Vegetative compatibility and parasexual
segregation in Colletotrichum lindemuthianum,
a fungal pathogen of the common bean
M.A.A. Castro-Prado, C.B. Querol, J.R. Sant’Anna, C.T. Miyamoto,
C.C.S. Franco, C.A. Mangolin and M.F.P.S. Machado
Departamento de Biologia Celular e Genética, Universidade Estadual de
Maringá, Maringá, PR, Brasil
Corresponding author: M.A.A. Castro-Prado
E-mail: [email protected]
Genet. Mol. Res. 6 (3): 634-642 (2007)
Received May 18, 2007
Accepted August 2, 2007
Published September 30, 2007
ABSTRACT. The heterokaryotic and vegetative diploid phases of
Colletotrichum lindemuthianum are described using nutritional and
biochemical markers. Nitrate non-utilizing mutants (nit), derived
from R2047, R89, R73, R65, and R23 isolates, were paired in all
possible combinations to obtain heterokaryons. Although pairings
R2047/R89, R2047/R73, R65/R73, and R73/R23 showed complete
vegetative incompatibility, prototrophic heterokaryons were obtained
from pairings R2047/R65, R2047/R23, R65/R89, R65/R23, R73/R89,
R89/R23, R2047/R2047, R65/R65, R89/R89, R73/R73, and R23/R23.

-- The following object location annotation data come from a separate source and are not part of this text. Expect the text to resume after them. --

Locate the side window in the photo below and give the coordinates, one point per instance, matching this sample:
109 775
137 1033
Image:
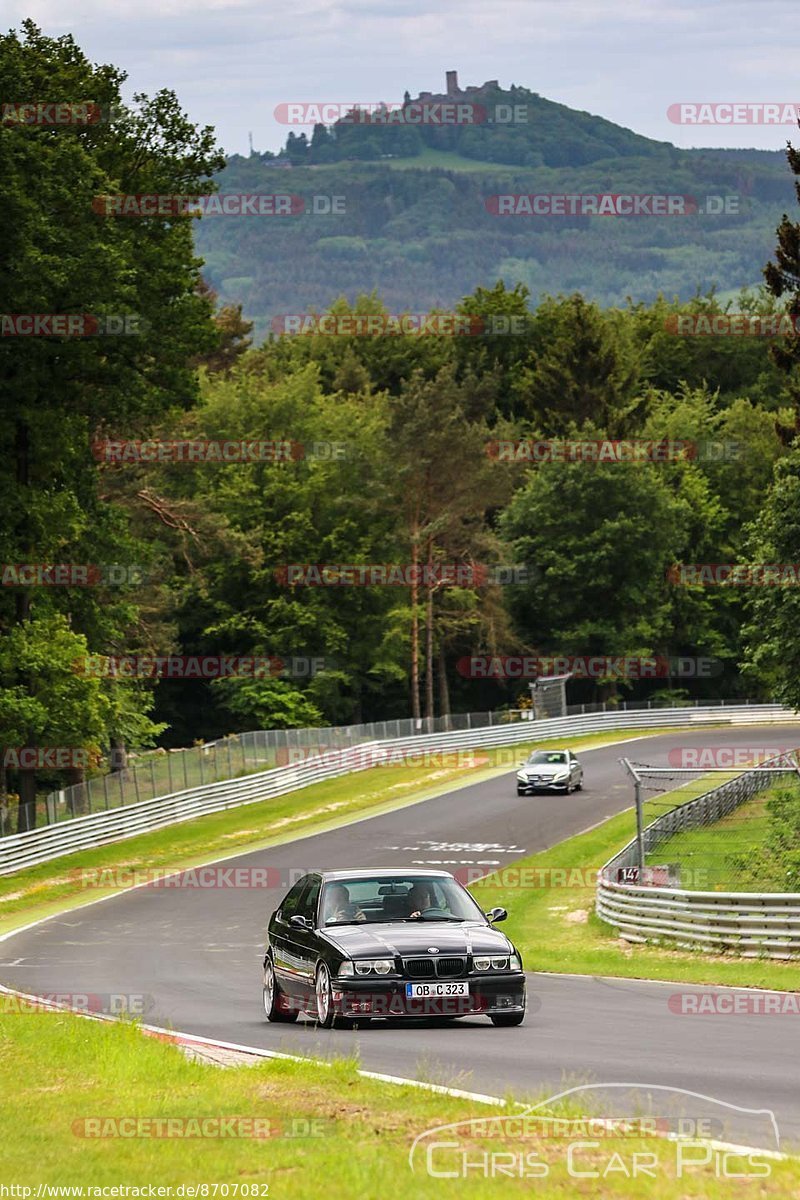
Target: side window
289 906
307 906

Heterokaryons gave rise to spontaneous mitotic segregants which
carried markers corresponding to one or the other of the parental strains.
Heterokaryons spontaneously produced prototrophic fast-growing
sectors too, characterized as diploid segregants. Diploids would be
expected to yield auxotrophic segregants following haploidization
in basal medium or in the presence of benomyl. Parental haploid
segregants were in fact recovered from diploid colonies growing in
basal medium and basal medium containing the haploidizing agent.
Although barriers to the formation of heterokaryons in some crosses
Genetics and Molecular Research 6 (3): 634-642 (2007)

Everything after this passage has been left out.